Le projet inclut le dragage et le balisage d’un chenal navigable, la construction de ports fluviaux modernes et d’ouvrages d’accès à la mer, transformant le fleuve en une artère commerciale fiable et multimodale. Ce corridor s’intègre dans les priorités de l’OMVS (énergie hydroélectrique, agriculture irriguée et transport fluvial), associant Mali, Sénégal, Mauritanie et Guinée dans un cadre multilatéral.
Fin de l’enclavement : réduction drastique des coûts logistiques
Pays enclavé, le Mali dépend depuis des décennies de routes terrestres coûteuses et vulnérables pour exporter son or, son coton et ses produits agricoles, avec des aléas sécuritaires et des délais imprévisibles. Le transport fluvial promet une réduction des coûts logistiques jusqu’à 60%, particulièrement avantageuse pour les marchandises en vrac comme les minerais, renforçant la compétitivité malienne sur les marchés mondiaux.
Ce gain se traduira aussi par des importations facilitées (hydrocarbures, engrais, biens de consommation), contribuant à stabiliser les prix intérieurs et à soutenir le pouvoir d’achat des populations. À terme, le corridor va booster les échanges commerciaux régionaux, l’agriculture irriguée et l’exploitation minière dans le bassin du fleuve.
Enjeux techniques et financiers majeurs
Malgré son ambition, le projet fait face à des défis cruciaux : dragage régulier face aux variations saisonnières du niveau d’eau, sécurité sur l’ensemble du tracé, et efficacité des terminaux portuaires à Saint-Louis et Ambidédi.

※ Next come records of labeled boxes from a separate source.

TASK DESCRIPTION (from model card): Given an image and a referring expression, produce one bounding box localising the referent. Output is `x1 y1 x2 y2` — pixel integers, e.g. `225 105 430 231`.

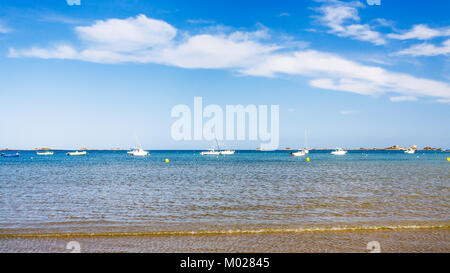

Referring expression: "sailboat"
291 130 309 156
331 148 347 155
127 136 150 156
66 151 87 156
200 138 225 155
36 151 53 155
291 150 306 156
1 153 20 157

La réussite dépendra d’un montage financier solide, de partenariats public-privé transparents et d’un entretien continu des infrastructures, évitant les échecs passés d’autres initiatives africaines.
Des compléments comme une route bitumée Kayes-Ambidédi et une liaison ferroviaire optimisée renforcent l’intégration multimodale, avec un pont en construction à Kayes pour fluidifier le trafic sur la rive droite.
Souveraineté économique et géopolitique au Sahel
Au-delà de l’économie, ce corridor incarne une reconquête stratégique pour le Mali, membre de l’Alliance des États du Sahel (AES), qui vise à sécuriser des routes commerciales alternatives et à réduire la dépendance vis-à-vis de corridors côtiers parfois instables. Dans un contexte de tensions régionales, cet accès autonome à la mer renforce la souveraineté commerciale et géopolitique du pays.
Il positionne le Mali comme un acteur pivot dans l’intégration ouest-africaine, favorisant des flux commerciaux intra-saheliens et attirant des investissements dans les ports fluviaux et zones logistiques.
Perspectives pour le développement malien
Si les défis sont surmontés, ce corridor pourrait transformer l’économie malienne, en boostant les exportations aurifères (premier producteur africain), en stimulant l’agro-industrie et en améliorant la balance commerciale. Il s’aligne sur les objectifs de diversification économique, en rendant les ressources minières et agricoles plus compétitives face aux marchés internationaux.
Pour le Sahel dans son ensemble, ce projet ouvre la voie à une interconnectivité accrue, où le fleuve Sénégal devient un levier de croissance partagée et de stabilité régionale.